Mehr Details zu diesen Ansätzen im Artikel.

Die vielen Gesichter von Stickstoff und Phosphor

Über 78 Prozent unserer Luft besteht aus Stickstoff. Dort kommt er in seiner molekularen Form als N2 vor und besitzt so feste chemische Bindungen, dass er für die meisten Lebewesen nicht verfügbar ist.

Stickstoffverbindungen sind: Ammoniak (NH3), Ammoniumstickstoff (NH4+), Stickstoffdioxid (NO2), Lachgas (N2O), und Nitrat (NO3-).

Phosphor kommt in Böden vor allem als Bestandteil von Mineralen vor, aus denen er erst durch Verwitterung freigesetzt, d.h. pflanzenverfügbar wird.

Gelangt der Phosphor ins Meer, düngt er Algen und mit ihnen die Bakterien, die von den Algen leben. Weil so fast der ganze Sauerstoff im Wasser verbraucht wird, entstehen im Meer sogenannte „Todeszonen“, in denen kaum noch Leben ist: Nach einer Algenblüte verzehren Mikroorganismen die Überreste und verbrauchen dabei den ganzen Sauerstoff, den marine Lebewesen zum Überleben brauchen. 

Das bekommen die Fischer:innen besonders zu spüren, etwa im Golf von Mexiko: Weil Flüsse wie der Mississippi im mittleren Westen der USA zu viele Nährstoffe von den Feldern in den Golf tragen, fangen die Fischer:innen dort immer weniger Garnelen. Weltweit gelangt ein Großteil der Dünger am Ende ins Meer und bedroht die Gesundheit der marinen Ökosysteme.

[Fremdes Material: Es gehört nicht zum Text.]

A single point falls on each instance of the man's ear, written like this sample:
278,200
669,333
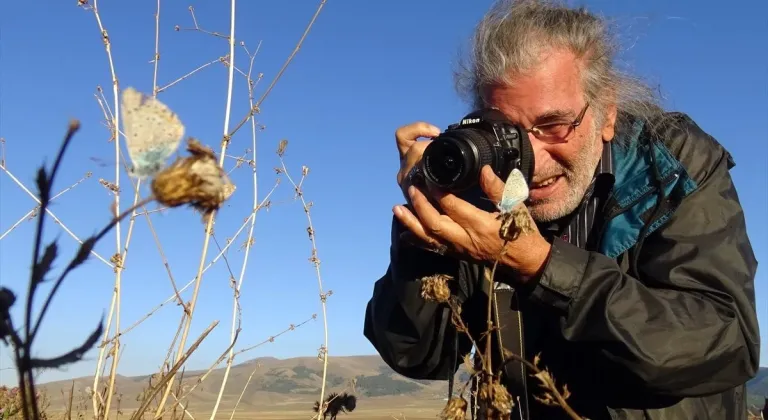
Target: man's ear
609,124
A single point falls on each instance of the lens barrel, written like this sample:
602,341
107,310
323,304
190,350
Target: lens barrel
454,159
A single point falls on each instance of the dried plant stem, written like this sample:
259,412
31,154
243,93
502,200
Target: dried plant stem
186,286
316,262
166,87
272,338
169,376
115,305
157,49
234,410
30,214
222,154
254,210
269,340
547,382
53,216
199,381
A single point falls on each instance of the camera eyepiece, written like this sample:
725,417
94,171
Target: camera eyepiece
453,160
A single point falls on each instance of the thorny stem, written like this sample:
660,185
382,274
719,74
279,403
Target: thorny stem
211,215
45,187
269,340
489,320
166,87
170,375
237,287
548,384
157,49
256,107
116,296
114,222
316,262
199,381
53,216
31,213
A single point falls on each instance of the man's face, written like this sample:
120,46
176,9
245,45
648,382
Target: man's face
553,92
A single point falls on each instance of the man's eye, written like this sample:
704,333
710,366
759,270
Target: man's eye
553,129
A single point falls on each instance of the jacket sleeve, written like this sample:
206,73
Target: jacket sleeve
688,325
414,336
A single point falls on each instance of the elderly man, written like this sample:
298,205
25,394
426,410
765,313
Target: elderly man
636,290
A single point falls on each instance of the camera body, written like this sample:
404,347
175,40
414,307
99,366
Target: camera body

Paradoxerweise könnte Phosphor gleichzeitig knapp werden – denn Phosphatgestein bildet sich nur sehr langsam wieder neu, über Millionen von Jahren. Den Phosphor aus der Umwelt herauszuholen, um ihn wieder zu recyceln, ist technisch eine Herausforderung, insbesondere wenn dabei potentielle Schadstoffe wie Schwermetalle nicht mit recycelt werden sollen.

Die Kreisläufe zurück in Balance bringen

Diese Stoffkreisläufe sind komplex  und erstrecken sich über verschiedene Lebensbereiche. Sie lassen sich deshalb nicht mit einer einzigen Maßnahme wieder ins Lot bringen. Stattdessen gibt es eine Reihe von Ansätzen, die besonders in der Landwirtschaft umzusetzen sind.

Grundsätzlich müssten Phosphor und Stickstoff besser verteilt werden, so dass nicht eine Gegend sehr wenige Nährstoffe hat, eine andere Gegend hingegen zu viele. Dafür ist es sinnvoll, Tierhaltung und Ackerbau besser zu verkoppeln. So könnten auch mehr Nahrungsmittel hergestellt werden. Es gibt erste Anstrengungen, den raren Phosphor aus Klärschlamm zurückzugewinnen. Ab dem Jahr 2032 wird in Deutschland das Phosphor-Recycling für große Kläranlagen vorgeschrieben sein – in der Schweiz sogar schon acht Jahre früher. Wichtig ist dabei, sicherzustellen, dass dabei nicht Schwermetalle, also Schadstoffe, mit recycelt werden.